Question
Can you show me the formula used in each question, and how you came up with the answer, I need to know if I am
Can you show me the formula used in each question, and how you came up with the answer, I need to know if I am using the correct formulas and plugging the right numbers into the equations, and the answer to compare if I come up with the same answers
Sales $36,750,000
Cost of goods
Variable $13,300,000
Fixed $9,300,000
Gross Margin $14,150,000
Selling & Administrative
Commissions $4,410,000
Fixed Marketing Expenses $1,350,000
Fixed Administrative $6,000,000
Net Operating Income $2,390,000
MODEL A MODEL B MODEL C
Normal Annual Sales Volume 16,000 19,000 1,000
Unit Selling Price $650 $750 $1100
Variable Expense per unit $250 $200 $500
Each of the following questions is independent of the others)
- What is the over-all break-even point in sales dollars?
- Assume that sales revenue remains constant, what is the impact on break-even and the margin of safety if there is an increases sales commission to 15%?
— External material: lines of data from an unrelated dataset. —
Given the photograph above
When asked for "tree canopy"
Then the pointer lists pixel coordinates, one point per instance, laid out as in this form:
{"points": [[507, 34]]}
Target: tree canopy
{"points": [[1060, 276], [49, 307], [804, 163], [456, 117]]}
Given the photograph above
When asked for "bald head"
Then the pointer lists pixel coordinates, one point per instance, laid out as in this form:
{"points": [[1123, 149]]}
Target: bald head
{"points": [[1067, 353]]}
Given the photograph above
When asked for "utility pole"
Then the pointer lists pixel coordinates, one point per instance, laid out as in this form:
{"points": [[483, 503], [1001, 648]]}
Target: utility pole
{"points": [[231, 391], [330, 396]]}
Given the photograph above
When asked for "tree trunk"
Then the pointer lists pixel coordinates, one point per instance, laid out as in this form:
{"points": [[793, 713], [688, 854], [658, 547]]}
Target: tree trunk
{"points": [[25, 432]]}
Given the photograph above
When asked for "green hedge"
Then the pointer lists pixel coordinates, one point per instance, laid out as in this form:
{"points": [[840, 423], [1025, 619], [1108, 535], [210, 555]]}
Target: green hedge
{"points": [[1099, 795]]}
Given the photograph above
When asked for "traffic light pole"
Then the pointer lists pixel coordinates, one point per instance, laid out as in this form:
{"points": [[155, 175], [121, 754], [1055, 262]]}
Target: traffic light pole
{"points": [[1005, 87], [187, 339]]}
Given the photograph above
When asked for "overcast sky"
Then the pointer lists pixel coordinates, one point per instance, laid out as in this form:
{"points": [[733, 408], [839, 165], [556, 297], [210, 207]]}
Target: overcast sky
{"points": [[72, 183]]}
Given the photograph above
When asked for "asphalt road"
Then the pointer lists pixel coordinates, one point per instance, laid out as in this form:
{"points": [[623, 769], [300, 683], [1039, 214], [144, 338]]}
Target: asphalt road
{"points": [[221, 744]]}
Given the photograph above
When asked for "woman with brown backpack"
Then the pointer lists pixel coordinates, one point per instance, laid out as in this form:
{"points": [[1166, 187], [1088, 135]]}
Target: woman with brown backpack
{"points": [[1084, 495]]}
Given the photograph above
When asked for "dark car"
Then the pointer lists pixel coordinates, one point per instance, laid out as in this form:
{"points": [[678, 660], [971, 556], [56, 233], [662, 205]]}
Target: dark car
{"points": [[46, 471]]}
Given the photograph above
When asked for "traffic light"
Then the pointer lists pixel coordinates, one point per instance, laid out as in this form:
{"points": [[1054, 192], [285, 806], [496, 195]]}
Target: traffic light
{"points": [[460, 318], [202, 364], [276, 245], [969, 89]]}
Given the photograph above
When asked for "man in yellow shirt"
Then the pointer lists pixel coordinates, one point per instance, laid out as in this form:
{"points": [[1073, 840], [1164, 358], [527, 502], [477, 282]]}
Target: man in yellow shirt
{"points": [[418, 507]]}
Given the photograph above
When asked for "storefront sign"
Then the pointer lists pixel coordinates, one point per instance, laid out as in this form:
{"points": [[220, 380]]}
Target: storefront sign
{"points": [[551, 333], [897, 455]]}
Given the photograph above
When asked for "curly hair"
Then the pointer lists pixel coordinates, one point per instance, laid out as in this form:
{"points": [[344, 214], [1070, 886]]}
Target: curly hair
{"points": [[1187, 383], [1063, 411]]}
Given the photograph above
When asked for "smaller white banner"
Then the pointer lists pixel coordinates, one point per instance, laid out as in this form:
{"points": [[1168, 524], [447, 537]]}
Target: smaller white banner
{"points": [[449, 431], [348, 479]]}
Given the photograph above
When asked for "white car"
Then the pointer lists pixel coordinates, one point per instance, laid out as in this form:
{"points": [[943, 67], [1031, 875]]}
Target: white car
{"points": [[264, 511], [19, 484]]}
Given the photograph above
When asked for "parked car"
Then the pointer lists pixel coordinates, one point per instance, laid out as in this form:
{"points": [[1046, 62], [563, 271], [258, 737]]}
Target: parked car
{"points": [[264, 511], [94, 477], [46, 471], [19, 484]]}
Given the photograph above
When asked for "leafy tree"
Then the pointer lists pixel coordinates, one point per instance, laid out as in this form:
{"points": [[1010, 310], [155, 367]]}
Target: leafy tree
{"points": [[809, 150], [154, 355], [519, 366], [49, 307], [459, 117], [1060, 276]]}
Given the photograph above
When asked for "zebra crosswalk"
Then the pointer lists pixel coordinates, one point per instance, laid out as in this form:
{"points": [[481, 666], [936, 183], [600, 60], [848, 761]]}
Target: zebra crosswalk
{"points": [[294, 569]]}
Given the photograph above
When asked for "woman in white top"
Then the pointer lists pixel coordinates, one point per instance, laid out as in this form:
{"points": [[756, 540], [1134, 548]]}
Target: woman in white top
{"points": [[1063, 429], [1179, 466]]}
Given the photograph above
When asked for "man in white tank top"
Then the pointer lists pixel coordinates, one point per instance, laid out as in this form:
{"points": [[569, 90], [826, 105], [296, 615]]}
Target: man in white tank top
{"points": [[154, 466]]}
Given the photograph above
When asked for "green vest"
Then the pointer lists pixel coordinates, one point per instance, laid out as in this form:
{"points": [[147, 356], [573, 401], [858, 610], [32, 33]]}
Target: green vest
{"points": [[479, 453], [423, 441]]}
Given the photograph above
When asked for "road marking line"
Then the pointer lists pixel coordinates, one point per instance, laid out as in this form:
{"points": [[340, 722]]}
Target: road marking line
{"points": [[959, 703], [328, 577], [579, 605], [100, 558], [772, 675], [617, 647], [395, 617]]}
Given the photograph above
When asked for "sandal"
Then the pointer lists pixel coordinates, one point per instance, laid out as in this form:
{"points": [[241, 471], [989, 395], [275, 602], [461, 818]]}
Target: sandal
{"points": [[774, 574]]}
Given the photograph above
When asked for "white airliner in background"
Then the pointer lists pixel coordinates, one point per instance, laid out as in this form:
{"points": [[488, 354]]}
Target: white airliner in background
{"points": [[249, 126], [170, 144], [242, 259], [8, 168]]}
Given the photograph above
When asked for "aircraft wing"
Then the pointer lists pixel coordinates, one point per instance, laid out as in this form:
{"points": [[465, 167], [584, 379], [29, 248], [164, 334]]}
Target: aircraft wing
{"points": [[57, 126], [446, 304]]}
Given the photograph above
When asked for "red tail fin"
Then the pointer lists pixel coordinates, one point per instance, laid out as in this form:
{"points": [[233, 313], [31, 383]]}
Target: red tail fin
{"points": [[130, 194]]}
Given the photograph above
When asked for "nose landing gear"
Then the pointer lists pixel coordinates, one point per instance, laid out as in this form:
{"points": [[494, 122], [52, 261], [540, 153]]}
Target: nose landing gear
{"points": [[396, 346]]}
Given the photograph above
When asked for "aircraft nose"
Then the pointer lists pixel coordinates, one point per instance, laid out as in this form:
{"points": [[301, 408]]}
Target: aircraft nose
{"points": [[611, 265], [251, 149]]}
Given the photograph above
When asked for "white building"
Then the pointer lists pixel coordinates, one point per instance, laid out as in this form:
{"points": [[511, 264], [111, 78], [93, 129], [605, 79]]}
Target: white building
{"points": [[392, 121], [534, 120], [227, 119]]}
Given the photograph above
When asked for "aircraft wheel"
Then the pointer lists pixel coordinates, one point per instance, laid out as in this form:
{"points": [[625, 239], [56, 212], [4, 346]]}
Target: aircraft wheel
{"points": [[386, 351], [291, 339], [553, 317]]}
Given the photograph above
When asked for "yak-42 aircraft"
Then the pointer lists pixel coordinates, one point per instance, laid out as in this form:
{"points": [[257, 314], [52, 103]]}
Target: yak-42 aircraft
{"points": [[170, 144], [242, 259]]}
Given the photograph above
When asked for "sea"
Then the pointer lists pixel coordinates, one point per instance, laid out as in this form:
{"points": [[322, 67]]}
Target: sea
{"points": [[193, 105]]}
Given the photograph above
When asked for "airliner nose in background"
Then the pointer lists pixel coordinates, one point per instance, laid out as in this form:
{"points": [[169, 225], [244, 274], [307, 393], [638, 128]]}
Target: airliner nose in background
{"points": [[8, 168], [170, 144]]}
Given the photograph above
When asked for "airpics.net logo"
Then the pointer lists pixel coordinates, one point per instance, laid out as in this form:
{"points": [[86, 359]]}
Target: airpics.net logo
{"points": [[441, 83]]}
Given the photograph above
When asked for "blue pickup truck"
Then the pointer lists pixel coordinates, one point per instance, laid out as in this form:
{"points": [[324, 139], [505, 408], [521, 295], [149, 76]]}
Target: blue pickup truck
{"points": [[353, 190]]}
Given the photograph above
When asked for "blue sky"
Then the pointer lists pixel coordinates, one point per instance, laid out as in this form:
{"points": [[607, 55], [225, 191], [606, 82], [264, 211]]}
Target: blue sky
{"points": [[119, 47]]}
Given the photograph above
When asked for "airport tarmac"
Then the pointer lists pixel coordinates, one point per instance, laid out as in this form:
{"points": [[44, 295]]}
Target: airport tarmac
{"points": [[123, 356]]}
- If new equipment purchased for $1,200,000, will increase fixed costs by 10% but will decrease the variable cost per unit for all 3 models by 5%. What will the new break-even point be?
- If invests an additional $650,000 in fixed marketing expenses, sales of the Model C are expected to increase by 8%. What is the break-even and margin of safety under these circumstances?
- If the projection is that sales will increase by 10% in the coming year, can the company afford to also increase commission from 12% to 15%? Why or why not.
- Assume that sales volume remains fixed but there is a 5% increase in variable expenses (materials cost) for the Model A and C, and a 10% increase in variable expenses for Model B. What is the new break-even?